ほぼ平成初期辺りの日本程度の文明がある様なのでこれから平成辺りの文明になっていくのではないのでしょうか。」
「………彩人ペディアかにゃ?」
「人を某辞書サイトみたいな扱いをするのは止めて下さい、柏木先生。」
「彩人くんだけに??」
「… 柏 木 先 生 相 手 で も 怒 り ま す よ ?」
「ゆるしてにゃー
「めいお母さん、いい加減恥ずかしいからやめて。」
ーん…ごめんにゃさぁぁぁぁい!?」
にゃんこポーズしながらてへぺろしたら元から無表情なサクラちゃんの目から光が消えてブチ切れオーラが半端ないのにゃ!!怖いにゃ!!!
「………!」
「………。」
ガシィッ!!(固い握手)
「にゃんで!?」
と思ってたら何故かサクラちゃんとゆーくんがハッとした後固い握手を交わし始めたにゃ!!
「……って、“お母さん”…ですの?
めいちゃん先生!?そうなると葉山さんは先生がいつ産んだお子さんですの!?
それとも養子ですの!?」
「んっ。
…この半年間、実の母親より母親してくれたせんせーはサクラのもう1人のお母さん。
むしろサクラの本当のお母さんはきっとめいせんせー。」
「サクラをここまで育ててくれてありがとうございます、柏木先生。」
『え。』
「んっ…?」
「うにゃ?」
あれ??なんかサクラちゃんと彩人くん以外の皆がわたし達を見ながらフリーズしてるんだけど、なんで??
「サクラちゃん、わたし何かしちゃったかにゃ??」
「んっ…?めいせんせーはサクラのお母さんをしてくれてただけだよ。」
「……してたかにゃぁ~…?」
「間違いなく実の母親より母親らしかったですよ、柏木先生。」
精々、質素なお弁当(塩おにぎりのみ)だったサクラちゃんの為にお弁当作ってきたり、晩御飯はウチに食べに来てもらってる内に信頼されて、(自身の貞操を守る為に)家出してきた日、かつ彩人くんの家にお世話になれなかった日は泊めてあげる様になってたくらいじゃにゃいかなぁ~……

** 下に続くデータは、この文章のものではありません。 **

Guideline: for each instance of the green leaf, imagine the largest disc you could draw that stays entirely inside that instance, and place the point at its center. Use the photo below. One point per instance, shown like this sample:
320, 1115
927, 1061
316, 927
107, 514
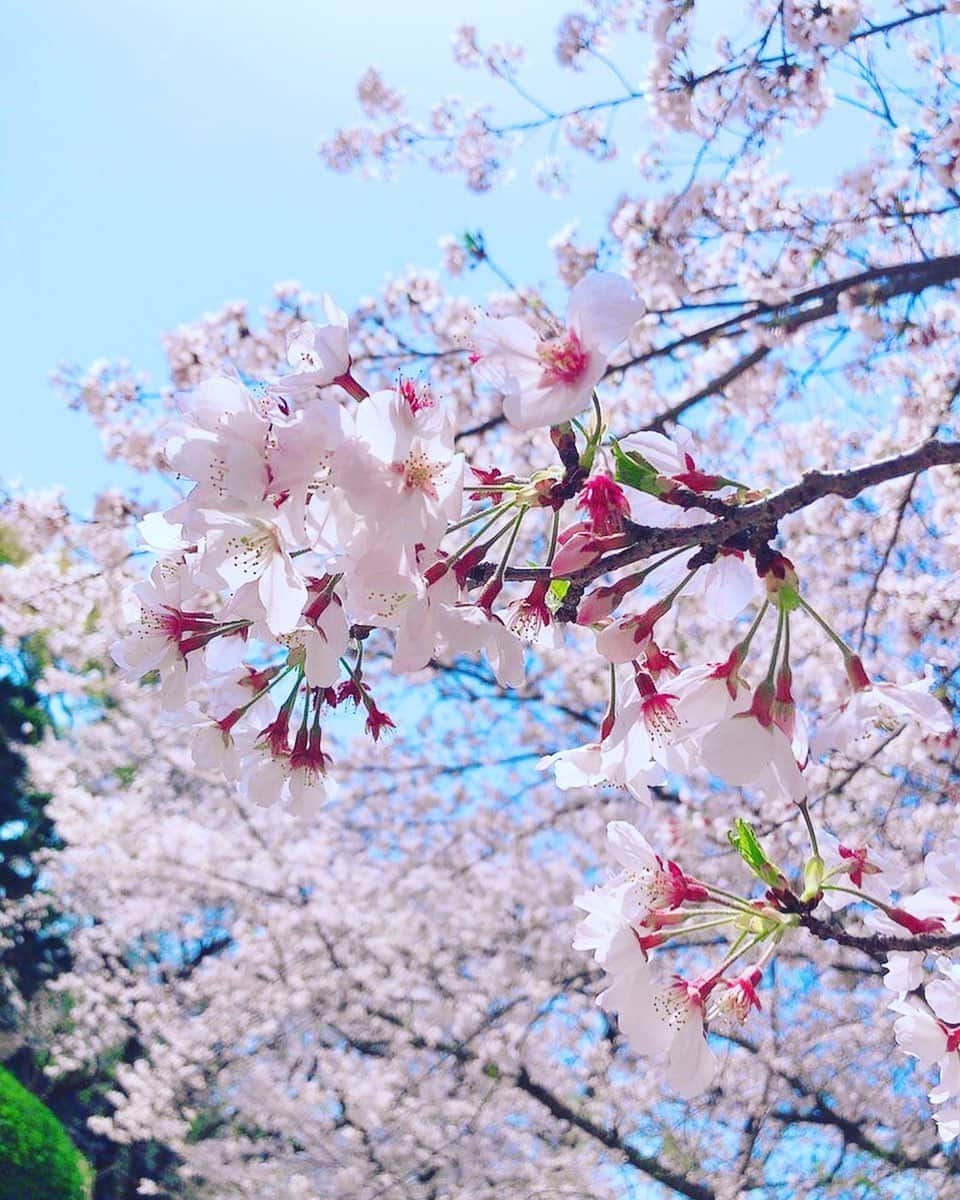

ちなみに、夏休み開始からのここ数ヶ月間は彩人くんの家に居る日以外は毎日わたしのウチ……アパートのわたしの部屋で寝泊まりしていたけどね、サクラちゃん。
実質ウチに居候してたね、サクラちゃん。
わたしも積極的に保護してたから良いけど。
…要するに、ネグレクト、だよ。彼女の親。
しかも、母親だけの片親で毎日違う男を日替わりで連れ込んでた上にその連れ込んだ男が自身の娘にも手を出そうとしてもそれを逆手に金銭を要求する様な、毒親、ね。
それを知ってた大原家も極力サクラちゃんを匿っていてくれたみたいだけど、家がサクラちゃん達が住んでるアパートの近くだったから、毒親が連れ戻しに来てそれも毎日とはいかなかった。
一応、春を売らされたりをしなかったらしいけど、それも手と口で誤魔化してその後を母親に押し付けて、なんとか自身の貞操は守ってきた、な感じでギリギリだったとか。
だからわたしのアパートはあの毒親に場所を知られていない避難所だった。
………ただ、これまでの半年間は上手くいっていたけど、それ以降に上手くいっていたかは微妙だったけどにゃ。
ちなみに、そんなサクラちゃんがクラス委員長をしてたのは内申稼ぎの為。
少しでも県外か全寮制大学へ彩人くんと一緒に行ける確率を上げる為の努力の1つだった。
幼馴染みである彩人くんと付き合ってたのも、最初は彼の頭がいい事を利用する為だったとか。
尤も、それも中学生になり母親が連れ込む男から性的な目で見られる様になった頃、毎回彩人くんに漢気全開ブレイクドア(ピッキング)やって助け出される内に完堕ちしたみたいだけど。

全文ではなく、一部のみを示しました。